A equipa que colocou Portugal num Mundial de futebol feminino
A equipa que colocou Portugal num Mundial de futebol feminino A equipa que colocou Portugal num Mundial de futebol feminino

Hoje em dia são cada vez mais as mulheres em posições de destaque em equipas profissionais, embora quase sempre afastadas da gestão de campo. Não há qualquer mulher a dirigir uma equipa masculina profissional de futebol, apesar dos títulos europeus e mundiais que elas vão ganhando a partir do banco, quer a nível de seleções quer a nível de clubes.

São os casos da luso-francesa Sonia Bompastor, treinador do poderoso Lyon, uma das melhores equipas de futebol feminino do mundo. A inglesa Emma Hayes (Chelsea), a sueca Pia Sundhage (Seleção do Brasil), a inglesa Bev Priestman (Seleção do Canadá), a alemã Martina Voss-Tecklenburg (Seleção da Alemanha) e a neerlandesa Sarina Wiegman (Seleção da Inglaterra), todas nomeadas para o prémio de Melhor Treinadora do Mundo de 2022, são alguns dos nomes que destacam.

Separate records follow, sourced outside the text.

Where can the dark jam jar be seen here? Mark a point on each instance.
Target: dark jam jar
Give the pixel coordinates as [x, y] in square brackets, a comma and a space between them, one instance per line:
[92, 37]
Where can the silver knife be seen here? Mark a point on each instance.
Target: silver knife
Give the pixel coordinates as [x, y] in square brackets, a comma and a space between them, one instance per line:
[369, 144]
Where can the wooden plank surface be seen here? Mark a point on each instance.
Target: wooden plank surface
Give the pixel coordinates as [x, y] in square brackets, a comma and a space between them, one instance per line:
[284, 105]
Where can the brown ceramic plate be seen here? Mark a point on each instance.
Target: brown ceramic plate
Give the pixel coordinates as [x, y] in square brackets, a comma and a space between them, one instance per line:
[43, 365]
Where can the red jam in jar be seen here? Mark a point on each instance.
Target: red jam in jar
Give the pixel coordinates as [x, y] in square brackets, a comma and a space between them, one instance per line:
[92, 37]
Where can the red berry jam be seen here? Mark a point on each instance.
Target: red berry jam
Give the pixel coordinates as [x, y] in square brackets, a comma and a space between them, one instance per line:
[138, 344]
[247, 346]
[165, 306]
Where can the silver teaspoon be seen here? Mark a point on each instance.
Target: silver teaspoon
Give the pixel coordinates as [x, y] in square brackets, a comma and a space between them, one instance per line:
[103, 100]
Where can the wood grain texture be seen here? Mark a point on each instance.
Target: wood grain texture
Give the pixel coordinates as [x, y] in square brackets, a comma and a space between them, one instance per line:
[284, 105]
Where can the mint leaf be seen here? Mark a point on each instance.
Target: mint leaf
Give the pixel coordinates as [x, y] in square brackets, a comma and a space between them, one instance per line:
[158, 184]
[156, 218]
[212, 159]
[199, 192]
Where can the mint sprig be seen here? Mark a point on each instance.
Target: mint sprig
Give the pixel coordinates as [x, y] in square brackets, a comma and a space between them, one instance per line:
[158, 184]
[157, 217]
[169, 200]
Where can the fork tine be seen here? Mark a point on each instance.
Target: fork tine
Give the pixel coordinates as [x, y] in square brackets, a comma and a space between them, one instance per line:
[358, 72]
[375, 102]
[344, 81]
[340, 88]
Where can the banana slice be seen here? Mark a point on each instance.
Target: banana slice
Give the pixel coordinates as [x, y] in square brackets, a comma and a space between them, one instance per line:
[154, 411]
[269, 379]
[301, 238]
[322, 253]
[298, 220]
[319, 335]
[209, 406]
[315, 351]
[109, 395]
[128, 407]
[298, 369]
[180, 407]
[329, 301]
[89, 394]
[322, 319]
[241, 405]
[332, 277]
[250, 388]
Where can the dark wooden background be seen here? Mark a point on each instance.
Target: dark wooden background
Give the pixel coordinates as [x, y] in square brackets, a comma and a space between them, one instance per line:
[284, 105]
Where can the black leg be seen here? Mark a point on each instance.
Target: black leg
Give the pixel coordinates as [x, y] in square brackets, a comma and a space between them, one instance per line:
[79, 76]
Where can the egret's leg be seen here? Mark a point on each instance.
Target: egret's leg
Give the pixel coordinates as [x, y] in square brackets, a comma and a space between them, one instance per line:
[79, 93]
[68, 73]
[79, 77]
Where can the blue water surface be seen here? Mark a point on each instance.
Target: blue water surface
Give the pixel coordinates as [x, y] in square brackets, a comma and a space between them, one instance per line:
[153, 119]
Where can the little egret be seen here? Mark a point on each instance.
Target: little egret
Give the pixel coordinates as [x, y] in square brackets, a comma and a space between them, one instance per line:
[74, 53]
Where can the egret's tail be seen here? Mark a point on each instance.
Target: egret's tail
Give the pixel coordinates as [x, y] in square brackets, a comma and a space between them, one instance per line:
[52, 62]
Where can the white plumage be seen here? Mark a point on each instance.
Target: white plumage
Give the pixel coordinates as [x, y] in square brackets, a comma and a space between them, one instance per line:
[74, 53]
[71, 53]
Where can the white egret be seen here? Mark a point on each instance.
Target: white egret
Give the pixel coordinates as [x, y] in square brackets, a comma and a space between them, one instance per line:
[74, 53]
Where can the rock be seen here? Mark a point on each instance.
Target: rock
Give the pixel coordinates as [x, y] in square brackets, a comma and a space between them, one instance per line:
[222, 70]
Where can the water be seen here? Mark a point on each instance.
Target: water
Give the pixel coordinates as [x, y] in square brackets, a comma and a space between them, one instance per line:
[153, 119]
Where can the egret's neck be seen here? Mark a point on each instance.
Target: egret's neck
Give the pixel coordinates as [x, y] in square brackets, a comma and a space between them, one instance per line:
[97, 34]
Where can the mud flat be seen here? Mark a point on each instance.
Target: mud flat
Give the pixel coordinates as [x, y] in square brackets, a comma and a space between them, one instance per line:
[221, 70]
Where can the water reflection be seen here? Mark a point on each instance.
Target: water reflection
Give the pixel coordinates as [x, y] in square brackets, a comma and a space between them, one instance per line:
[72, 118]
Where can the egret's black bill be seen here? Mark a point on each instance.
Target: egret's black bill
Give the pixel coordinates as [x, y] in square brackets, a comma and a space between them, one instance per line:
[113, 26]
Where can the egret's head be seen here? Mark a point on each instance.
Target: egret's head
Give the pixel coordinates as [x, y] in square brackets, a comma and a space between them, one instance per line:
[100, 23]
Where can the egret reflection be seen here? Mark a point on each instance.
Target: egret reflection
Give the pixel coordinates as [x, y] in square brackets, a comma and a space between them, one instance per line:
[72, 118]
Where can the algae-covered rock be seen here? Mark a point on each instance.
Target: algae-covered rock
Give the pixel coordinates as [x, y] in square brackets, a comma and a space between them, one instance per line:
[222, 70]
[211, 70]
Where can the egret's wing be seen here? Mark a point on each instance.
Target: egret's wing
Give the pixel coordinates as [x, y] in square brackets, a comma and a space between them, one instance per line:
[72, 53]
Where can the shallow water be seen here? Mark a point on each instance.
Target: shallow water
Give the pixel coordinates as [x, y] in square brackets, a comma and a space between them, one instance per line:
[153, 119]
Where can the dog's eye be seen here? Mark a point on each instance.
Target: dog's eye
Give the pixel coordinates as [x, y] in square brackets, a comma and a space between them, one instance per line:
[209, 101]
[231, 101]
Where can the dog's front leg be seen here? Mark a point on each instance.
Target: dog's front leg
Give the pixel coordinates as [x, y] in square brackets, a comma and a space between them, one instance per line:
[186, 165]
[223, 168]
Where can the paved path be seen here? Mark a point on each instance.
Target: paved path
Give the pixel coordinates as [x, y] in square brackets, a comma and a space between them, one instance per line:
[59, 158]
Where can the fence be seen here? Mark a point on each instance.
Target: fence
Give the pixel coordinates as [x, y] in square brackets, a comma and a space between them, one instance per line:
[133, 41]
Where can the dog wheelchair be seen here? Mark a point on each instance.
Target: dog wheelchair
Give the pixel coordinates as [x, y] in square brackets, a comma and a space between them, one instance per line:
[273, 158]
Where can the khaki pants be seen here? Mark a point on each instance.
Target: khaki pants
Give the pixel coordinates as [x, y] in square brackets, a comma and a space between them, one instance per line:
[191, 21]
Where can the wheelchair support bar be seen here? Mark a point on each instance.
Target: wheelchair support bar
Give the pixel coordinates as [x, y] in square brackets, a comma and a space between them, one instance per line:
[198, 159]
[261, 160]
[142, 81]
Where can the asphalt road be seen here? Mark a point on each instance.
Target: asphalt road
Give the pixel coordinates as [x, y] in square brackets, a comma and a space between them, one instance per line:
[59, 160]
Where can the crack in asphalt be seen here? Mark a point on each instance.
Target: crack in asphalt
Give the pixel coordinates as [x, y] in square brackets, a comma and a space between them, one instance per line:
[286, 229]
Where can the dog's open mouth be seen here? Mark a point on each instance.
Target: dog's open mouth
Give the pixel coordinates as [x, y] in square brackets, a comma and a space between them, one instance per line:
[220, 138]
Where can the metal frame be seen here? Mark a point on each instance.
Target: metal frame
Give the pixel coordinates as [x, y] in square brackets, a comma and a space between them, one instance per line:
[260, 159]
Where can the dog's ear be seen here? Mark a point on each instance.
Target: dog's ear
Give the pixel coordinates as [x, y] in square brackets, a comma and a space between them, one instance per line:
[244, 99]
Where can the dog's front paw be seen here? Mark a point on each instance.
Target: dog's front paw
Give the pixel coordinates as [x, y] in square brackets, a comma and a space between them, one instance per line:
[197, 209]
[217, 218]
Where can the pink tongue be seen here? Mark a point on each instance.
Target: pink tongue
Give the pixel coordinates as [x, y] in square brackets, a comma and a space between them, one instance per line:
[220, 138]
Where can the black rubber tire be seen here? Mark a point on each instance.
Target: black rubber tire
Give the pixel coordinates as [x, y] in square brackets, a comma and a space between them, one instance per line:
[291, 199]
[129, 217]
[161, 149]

Helena Costa fez história em 2014 mas durou pouco

Entre as treinadoras, houve um nome português que fez história: em 2014, Helena Costa tornou-se na primeira mulher a treinou uma equipa profissional masculina nas principais ligas mundiais. Neste Dia Internacional da Mulher, recordamos a sua história por terras gaulesas.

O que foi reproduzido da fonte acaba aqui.